Al profundizar en su historia mediante el genograma, emergió la verdadera carga que condicionaba sus decisiones: el sostenimiento económico y el cuidado de la salud de sus mayores cercanos. Cuando en el taller se presentó la imagen analógica de su dinámica —una carreta cargada de cocos que se desborda en plena pendiente debido a una emergencia médica imprevista—, Inés reconoció con honda claridad: «Correcto, es así… y lo que hago es tratar de recogerlos para volver a empezar». La tensión verdadera no provenía de la cifra fría en el banco, sino de la exigencia de sostener en soledad el equilibrio de su círculo familiar directo.
Frente a esta sobrecarga, su patrón oscilaba entre la híper-racionalización defensiva y la parálisis por evitación. Cada vez que intentaba revisar sus saldos bajo presión, aparecía un nudo somático en el estómago que la llevaba a posponer decisiones o a cargar con una culpa silenciosa. El punto de inflexión en su proceso no brotó de una fórmula contable novedosa, sino del momento en que logró hacer conciencia de su respuesta automática ante el estrés. Al percatarse de cómo su cuerpo entraba en tensión ante los juicios de autoexigencia, pudo transitar hacia una pausa deliberada. No se trató de un quiebre instantáneo, sino de un aprendizaje cultivado a lo largo de las sesiones, donde descubrió un recurso sencillo pero transformador: «Cuando siento que la angustia me nubla y no tengo la respuesta inmediata, me acuesto en el piso a mirar el techo y respiro».

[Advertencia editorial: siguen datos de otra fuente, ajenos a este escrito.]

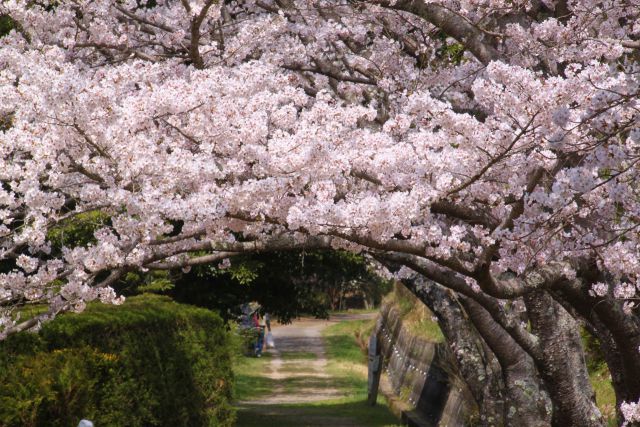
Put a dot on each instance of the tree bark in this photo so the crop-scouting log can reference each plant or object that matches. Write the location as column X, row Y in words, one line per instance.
column 477, row 365
column 562, row 364
column 528, row 404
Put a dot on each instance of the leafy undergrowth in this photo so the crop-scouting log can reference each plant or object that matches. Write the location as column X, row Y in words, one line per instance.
column 605, row 395
column 251, row 379
column 347, row 370
column 415, row 315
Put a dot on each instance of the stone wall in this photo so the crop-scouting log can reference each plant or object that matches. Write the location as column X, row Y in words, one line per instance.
column 421, row 372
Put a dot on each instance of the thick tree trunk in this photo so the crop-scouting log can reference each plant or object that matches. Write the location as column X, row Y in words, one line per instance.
column 618, row 333
column 527, row 403
column 562, row 364
column 477, row 365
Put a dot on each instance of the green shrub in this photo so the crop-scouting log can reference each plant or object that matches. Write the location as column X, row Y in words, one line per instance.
column 150, row 362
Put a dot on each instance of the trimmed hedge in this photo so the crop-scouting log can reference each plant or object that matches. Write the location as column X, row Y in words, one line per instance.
column 149, row 362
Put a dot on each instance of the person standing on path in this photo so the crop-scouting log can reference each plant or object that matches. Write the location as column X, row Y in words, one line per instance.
column 260, row 323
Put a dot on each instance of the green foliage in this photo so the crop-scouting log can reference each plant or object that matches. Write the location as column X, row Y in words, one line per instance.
column 150, row 362
column 286, row 284
column 77, row 230
column 6, row 25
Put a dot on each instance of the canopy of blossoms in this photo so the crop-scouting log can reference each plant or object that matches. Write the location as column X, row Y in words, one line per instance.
column 492, row 145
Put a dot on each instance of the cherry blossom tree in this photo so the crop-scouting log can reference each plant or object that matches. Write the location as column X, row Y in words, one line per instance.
column 488, row 148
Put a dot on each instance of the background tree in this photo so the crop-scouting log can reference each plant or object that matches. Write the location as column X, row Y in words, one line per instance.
column 491, row 147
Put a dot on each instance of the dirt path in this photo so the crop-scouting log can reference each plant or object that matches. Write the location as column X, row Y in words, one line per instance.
column 303, row 392
column 298, row 363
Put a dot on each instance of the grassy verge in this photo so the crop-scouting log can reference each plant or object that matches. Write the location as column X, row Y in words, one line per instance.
column 605, row 396
column 251, row 382
column 347, row 370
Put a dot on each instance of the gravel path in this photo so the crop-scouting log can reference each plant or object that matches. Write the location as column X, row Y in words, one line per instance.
column 298, row 363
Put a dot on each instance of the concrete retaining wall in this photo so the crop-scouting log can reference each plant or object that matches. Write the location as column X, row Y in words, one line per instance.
column 421, row 373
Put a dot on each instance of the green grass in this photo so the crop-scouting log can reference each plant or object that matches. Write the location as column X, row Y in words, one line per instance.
column 297, row 355
column 327, row 413
column 250, row 380
column 427, row 329
column 354, row 311
column 605, row 395
column 346, row 365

Ese gesto físico de detener la prisa, acostarse y mirar al techo le permitió distinguir entre el dato numérico real y la narrativa de temor acumulada. Al diferenciar la cifra de la interpretación agobiante, su postura cambió hacia una autoobservación compasiva. Inés comprendió que la variabilidad en los gastos de sus mayores no constituía una falla en su inteligencia financiera, sino una realidad que requería alianzas, diálogo y flexibilidad, en vez de aislamiento y autorreproche. Al transformar su diálogo interno, comenzó a formularse preguntas funcionales: «¿Para qué quiero este recurso?» y «¿Qué compromiso puedo asumir hoy sin perder mi paz?».
Al cierre del proceso de aprendizaje, Inés declaró una transformación en su emocionalidad y en su observador. Logró soltar la necesidad de un control absoluto y rígido, lo que le permitió integrarse mejor con su equipo laboral, incluso, aceptar la retroalimentación sin interpretarla como un ataque y gestionar sus tiempos vitales con menor ansiedad. Pasó de la reacción defensiva a una gestión estratégica de su entorno.
La vivencia de Inés confirma que una educación financiera integradora no busca imponer disciplina militar sobre un cuerpo estresado, sino desmantelar las narrativas inconsciente de culpabilidad. Cuando aprendemos a reconocer las historias que nos contamos frente a los números y detenemos la parálisis somática, recuperamos la flexibilidad indispensable para conversar con nuestro entorno, priorizar con calma y construir una salud patrimonial sostenible.
Nota: La historia de Inés forma parte de las sistematizaciones del taller de aprendizajes Transforma tu Relación con el Dinero.